Las penas son de nosotros

El cantante y compositor argentino Atahualpa Yupanqui, de 83 años, falleció el 23 de mayo de 1992 en la habitación de un hotel de Nimes, al sur de Francia, ciudad a la que había viajado para recibir un homenaje. El cantante se sintió “muy cansado” y declinó acudir al acto en su honor organizado por el festival español Cartelera 92. Prefirió retirarse a su habitación, donde murió. En 60 años de trabajo continuo, incesante, Atahualpa -nombre aborigen que el adolescente Héctor Roberto Chavero adoptó a los 13 años, cuando ya tenía clara conciencia de su misión y destino- compuso más de 1.200 canciones criollas.

Con ellas volvió a fundir la identidad de un pueblo allí donde sólo quedaban los restos fósiles de la invasión y conquista. Por eso, la muerte del cantante ha sido considerada en Argentina una pérdida irreparable. Es improbable ya que pueda surgir un artista semejante. Tenía ya toda la música dentro de sus oídos cuando un maestro comenzó a explicarle cómo se llamaban los sonidos de las bellas zambas, milongas, malambos y chacareras que tocaba en la guitarra. Nació en la provincia de Buenos Aires, en el pueblo de Pergamino, pero siempre se le creyó tucumano, de la provincia de Tucumán, al norte del país, porque pasó allí gran parte de su infancia. Jugó al fútbol, practicó el boxeo, la esgrima, puso el cuerpo en la defensa apasionada de toda causa que creyó justa. Fue un notorio militante del Partido Comunista argentino en los años en que el carné de afiliado era un pasaporte seguro a la tortura, la persecución y la muerte, de la que Yupanqui se libró a costa del exilio. De esa época, hacia la mitad de su carrera profesional, son las míticas Coplas del payador perseguido.

Vivió tanto y tan intensamente desde 1909 hasta 1992, que tuvo tiempo de ser aborigen, criollo, argentino y francés. Al final tenía casa en París y en Cerro Colorado, provincia de Córdoba, sitio al que le compuso una de sus más conocidas canciones. Era, como se dijo después, “pura tierra que anda”.
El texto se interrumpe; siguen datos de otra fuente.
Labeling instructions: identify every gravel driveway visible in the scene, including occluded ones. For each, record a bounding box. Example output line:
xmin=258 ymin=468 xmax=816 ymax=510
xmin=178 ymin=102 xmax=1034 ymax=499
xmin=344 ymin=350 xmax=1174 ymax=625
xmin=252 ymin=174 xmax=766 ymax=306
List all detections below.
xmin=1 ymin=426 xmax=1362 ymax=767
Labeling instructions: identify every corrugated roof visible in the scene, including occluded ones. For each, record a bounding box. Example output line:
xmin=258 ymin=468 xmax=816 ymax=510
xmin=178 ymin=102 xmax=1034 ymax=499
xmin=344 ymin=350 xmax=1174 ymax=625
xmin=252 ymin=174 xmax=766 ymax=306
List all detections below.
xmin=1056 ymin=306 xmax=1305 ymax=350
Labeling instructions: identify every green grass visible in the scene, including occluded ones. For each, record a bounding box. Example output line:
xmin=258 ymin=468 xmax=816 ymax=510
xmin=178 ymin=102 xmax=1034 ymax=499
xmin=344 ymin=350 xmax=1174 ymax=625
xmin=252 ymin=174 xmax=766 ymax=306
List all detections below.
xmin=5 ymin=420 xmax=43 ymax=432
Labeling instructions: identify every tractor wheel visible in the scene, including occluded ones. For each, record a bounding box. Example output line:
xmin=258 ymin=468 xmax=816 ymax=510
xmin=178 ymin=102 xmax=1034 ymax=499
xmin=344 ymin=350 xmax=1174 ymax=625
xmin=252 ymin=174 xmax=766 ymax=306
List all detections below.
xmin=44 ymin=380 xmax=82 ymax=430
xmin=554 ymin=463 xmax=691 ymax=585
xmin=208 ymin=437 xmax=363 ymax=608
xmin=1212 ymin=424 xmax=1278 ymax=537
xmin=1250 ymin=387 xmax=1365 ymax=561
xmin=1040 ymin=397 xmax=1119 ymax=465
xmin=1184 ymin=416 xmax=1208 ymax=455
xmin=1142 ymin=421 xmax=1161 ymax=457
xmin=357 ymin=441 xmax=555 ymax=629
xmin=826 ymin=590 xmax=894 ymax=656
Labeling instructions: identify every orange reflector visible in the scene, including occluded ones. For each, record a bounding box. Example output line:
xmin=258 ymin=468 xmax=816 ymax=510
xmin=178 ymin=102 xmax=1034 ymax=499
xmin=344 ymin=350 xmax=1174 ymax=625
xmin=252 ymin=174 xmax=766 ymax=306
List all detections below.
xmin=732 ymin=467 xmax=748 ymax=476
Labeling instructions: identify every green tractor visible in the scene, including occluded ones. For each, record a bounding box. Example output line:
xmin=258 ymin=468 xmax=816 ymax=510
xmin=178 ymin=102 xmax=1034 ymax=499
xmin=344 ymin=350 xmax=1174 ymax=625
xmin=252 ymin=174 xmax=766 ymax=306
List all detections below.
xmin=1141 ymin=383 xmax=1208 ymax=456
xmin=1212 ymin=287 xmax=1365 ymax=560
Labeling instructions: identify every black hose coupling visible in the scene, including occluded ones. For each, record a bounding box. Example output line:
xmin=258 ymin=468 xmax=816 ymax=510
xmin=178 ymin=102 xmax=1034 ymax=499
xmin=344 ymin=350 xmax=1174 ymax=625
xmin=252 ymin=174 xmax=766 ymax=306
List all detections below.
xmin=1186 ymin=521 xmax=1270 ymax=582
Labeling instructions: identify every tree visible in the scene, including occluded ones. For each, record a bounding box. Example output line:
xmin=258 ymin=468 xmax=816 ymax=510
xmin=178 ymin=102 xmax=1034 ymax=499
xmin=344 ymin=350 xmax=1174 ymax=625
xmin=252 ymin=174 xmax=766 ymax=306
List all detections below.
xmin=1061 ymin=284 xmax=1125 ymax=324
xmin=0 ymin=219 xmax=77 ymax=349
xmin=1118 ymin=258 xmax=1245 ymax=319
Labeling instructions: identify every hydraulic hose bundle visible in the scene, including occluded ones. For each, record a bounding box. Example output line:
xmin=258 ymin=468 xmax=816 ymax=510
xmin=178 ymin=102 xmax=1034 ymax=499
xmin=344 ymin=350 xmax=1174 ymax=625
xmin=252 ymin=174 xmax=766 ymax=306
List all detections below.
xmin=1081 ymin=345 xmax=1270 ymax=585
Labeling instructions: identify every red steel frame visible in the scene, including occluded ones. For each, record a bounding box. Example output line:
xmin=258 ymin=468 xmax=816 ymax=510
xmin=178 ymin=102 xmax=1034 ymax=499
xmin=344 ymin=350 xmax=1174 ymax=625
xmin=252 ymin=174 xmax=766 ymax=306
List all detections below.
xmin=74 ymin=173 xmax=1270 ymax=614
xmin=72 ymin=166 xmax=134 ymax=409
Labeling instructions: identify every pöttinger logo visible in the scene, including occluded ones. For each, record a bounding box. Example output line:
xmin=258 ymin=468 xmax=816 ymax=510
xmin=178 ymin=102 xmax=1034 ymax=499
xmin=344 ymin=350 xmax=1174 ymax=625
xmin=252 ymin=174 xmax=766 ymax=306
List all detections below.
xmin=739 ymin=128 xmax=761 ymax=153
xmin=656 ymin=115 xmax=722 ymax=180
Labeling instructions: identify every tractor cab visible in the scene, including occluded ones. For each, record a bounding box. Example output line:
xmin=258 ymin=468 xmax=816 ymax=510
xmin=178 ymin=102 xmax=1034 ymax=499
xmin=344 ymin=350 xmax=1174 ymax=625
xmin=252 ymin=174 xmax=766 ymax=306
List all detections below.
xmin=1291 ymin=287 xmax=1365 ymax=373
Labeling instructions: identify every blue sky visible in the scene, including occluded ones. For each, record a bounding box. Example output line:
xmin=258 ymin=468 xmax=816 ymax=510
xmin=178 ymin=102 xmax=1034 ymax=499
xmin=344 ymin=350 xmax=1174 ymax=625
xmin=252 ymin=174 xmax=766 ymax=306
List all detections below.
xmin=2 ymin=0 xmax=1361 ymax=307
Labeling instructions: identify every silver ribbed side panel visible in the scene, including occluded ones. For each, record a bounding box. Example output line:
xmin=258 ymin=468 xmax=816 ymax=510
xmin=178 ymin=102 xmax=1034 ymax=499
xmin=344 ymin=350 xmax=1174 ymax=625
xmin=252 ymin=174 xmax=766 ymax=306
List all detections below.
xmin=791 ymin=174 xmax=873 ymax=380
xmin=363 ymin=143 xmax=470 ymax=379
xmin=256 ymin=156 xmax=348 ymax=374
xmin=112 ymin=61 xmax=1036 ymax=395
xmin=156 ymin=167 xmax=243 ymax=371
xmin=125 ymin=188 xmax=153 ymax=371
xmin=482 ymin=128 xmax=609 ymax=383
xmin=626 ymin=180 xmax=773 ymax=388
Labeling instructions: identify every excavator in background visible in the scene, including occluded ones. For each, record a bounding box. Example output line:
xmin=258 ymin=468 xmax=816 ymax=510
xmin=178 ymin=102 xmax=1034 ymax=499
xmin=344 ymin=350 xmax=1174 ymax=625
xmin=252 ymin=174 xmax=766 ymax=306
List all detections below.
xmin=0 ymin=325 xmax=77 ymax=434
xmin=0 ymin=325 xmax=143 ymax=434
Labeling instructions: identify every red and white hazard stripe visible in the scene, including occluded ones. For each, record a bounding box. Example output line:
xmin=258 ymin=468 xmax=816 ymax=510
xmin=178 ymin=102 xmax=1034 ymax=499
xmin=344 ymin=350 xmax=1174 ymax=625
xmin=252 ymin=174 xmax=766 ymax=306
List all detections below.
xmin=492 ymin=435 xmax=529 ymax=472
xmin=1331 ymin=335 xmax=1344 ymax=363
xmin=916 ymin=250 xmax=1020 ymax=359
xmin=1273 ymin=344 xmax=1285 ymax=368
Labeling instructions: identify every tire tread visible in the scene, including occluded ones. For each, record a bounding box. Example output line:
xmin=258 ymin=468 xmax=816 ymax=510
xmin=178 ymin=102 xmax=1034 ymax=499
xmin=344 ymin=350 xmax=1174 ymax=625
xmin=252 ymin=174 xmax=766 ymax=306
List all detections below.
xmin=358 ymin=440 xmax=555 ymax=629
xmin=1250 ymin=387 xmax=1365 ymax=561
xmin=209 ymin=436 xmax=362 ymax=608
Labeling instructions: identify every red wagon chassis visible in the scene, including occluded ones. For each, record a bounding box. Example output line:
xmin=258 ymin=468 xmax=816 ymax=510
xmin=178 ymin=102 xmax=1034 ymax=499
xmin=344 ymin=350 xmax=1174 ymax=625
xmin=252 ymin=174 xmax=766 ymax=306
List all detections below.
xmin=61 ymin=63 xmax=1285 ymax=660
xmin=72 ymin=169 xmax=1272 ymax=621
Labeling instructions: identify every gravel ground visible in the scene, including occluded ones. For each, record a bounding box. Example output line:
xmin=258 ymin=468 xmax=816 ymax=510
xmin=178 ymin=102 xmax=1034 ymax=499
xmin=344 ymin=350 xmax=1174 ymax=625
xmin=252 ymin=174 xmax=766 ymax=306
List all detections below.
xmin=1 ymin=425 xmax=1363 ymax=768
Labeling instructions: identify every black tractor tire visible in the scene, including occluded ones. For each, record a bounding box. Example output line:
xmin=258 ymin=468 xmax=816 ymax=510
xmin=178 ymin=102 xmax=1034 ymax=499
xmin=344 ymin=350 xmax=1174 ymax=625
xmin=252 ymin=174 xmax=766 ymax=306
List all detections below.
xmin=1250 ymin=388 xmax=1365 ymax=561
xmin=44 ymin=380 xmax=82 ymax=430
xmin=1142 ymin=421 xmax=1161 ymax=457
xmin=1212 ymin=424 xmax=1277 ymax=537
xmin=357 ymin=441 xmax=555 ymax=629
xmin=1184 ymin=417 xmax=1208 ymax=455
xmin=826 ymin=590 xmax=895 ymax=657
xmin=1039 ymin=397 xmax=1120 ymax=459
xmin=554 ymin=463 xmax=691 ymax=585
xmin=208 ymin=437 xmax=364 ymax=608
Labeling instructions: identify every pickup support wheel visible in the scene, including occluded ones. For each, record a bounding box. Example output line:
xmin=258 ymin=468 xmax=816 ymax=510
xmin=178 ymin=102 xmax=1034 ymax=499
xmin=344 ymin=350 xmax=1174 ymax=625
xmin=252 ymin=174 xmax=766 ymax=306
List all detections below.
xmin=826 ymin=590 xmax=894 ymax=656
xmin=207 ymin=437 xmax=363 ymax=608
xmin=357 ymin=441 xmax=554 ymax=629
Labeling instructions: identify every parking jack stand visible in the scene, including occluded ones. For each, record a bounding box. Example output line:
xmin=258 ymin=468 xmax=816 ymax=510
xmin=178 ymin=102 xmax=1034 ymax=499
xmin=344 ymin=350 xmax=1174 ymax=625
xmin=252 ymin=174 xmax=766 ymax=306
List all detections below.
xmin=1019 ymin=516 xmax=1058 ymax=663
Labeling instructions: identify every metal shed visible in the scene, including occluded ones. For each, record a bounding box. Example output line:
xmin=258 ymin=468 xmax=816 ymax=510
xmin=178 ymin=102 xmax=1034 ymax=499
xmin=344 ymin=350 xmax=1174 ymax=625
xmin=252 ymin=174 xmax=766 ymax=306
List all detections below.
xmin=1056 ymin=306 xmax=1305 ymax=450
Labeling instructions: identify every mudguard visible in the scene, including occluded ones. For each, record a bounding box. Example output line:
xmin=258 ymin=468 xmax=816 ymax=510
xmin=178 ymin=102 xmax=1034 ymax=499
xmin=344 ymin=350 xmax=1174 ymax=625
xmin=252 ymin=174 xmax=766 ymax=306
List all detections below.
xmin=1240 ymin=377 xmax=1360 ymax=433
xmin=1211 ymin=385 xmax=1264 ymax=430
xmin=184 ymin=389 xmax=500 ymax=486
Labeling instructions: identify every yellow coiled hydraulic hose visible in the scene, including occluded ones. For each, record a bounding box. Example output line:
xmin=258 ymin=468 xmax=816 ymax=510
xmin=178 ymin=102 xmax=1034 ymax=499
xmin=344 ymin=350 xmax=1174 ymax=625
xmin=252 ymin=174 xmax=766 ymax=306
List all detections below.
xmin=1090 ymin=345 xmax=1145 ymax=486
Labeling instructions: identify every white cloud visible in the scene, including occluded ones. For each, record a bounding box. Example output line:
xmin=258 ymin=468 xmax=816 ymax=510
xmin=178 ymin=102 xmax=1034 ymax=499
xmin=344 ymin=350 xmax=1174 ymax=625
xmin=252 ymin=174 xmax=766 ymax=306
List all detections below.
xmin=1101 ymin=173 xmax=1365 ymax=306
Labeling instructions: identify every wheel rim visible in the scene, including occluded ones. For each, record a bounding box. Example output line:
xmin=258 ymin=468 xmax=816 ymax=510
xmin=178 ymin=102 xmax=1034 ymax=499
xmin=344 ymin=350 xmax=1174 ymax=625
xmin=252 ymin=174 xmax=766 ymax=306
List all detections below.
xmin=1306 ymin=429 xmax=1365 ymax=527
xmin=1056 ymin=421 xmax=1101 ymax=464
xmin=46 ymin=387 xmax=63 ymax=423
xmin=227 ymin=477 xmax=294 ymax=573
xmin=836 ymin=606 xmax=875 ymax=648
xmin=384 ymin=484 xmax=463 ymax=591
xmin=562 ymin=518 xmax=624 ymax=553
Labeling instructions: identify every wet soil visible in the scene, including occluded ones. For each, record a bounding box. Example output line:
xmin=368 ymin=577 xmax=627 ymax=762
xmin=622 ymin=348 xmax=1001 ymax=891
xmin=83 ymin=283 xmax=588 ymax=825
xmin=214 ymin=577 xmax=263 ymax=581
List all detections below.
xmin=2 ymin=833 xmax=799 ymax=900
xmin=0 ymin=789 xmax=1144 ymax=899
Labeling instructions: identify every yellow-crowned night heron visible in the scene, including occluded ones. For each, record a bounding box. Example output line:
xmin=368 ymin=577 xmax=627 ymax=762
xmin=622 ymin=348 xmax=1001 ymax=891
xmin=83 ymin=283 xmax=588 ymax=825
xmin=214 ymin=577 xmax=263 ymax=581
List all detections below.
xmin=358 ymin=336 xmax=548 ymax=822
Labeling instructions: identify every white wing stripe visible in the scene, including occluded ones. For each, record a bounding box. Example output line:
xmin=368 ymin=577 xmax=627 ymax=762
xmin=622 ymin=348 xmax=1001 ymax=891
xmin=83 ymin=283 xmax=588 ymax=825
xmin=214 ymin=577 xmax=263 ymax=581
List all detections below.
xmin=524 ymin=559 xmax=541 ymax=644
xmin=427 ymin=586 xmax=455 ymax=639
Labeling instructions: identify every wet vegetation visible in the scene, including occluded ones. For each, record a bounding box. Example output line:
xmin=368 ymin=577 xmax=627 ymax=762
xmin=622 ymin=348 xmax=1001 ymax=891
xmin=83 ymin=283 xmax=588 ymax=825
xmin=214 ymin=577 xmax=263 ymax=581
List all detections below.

Llevaba los muertos de cinco siglos en la cara. Componía aires sureños, de la provincia de Buenos Aires, en un pequeño apartamento de París. Era también, Piedra y camino: “Por más que la dicha busco / vivo penando / y cuando debo quedarme viday / me voy andando / a veces soy como el río / llego cantando / y sin que nadie lo sepa / vida y / me voy llorando”.

En 1946 escribió una novelita, Cerro bayo. “No soy un escritor”, aclaraba en el prólogo. La trama sólo era un pretexto para describir el fresco de la vida en la sierra. Habló allí de las leyendas que recorren los pueblos andinos “y que guardan la clave del misterio cósmico, estableciendo vinculaciones entre sol y tierra, entre hombre, pájaro, vicuña y árbol. “Dicen -decía Atahualpa como si nada le perteneciera-, que cuando estos elementos vuelvan a entenderse como antes, a penetrar su lenguaje, a igualar sus destinos y su sentido de eternidad, entonces la felicidad se extenderá por el mundo”.

Años más tarde publicó canciones y poemas. “No soy poeta”, aclaraba, “yo escribo y canto las cosas que me dicta el silencio”. A su juicio había dos clases de obras que le estremecían, las del hombre cuando roza el arte y las de la naturaleza: “Me conmueven las grandes manifestaciones de la cultura, pero no más que los desiertos que pisé en América, África o Asia. Ese silencio me estremece, ese silencio que nunca pude agregar a la música que toco”.

No era escritor, pero sí buen lector de Borges, de Cortázar, de Neruda y de Herman Hesse. Cantó, “sin saber cantar”, con Edith Piaf en el París de posguerra. Escribió, “sin ser poeta”, temas como Luna tucumana, Los ejes de mi carreta, La pobrecita, La milonga del solitario, La milonga del peón de campo o El arriero, que ayer fueron difundidos por todas las emisoras de radio de Latinoamérica. No era escritor, ni poeta, ni cantor, ni músico. Piedra y camino. “Pura tierra que anda”.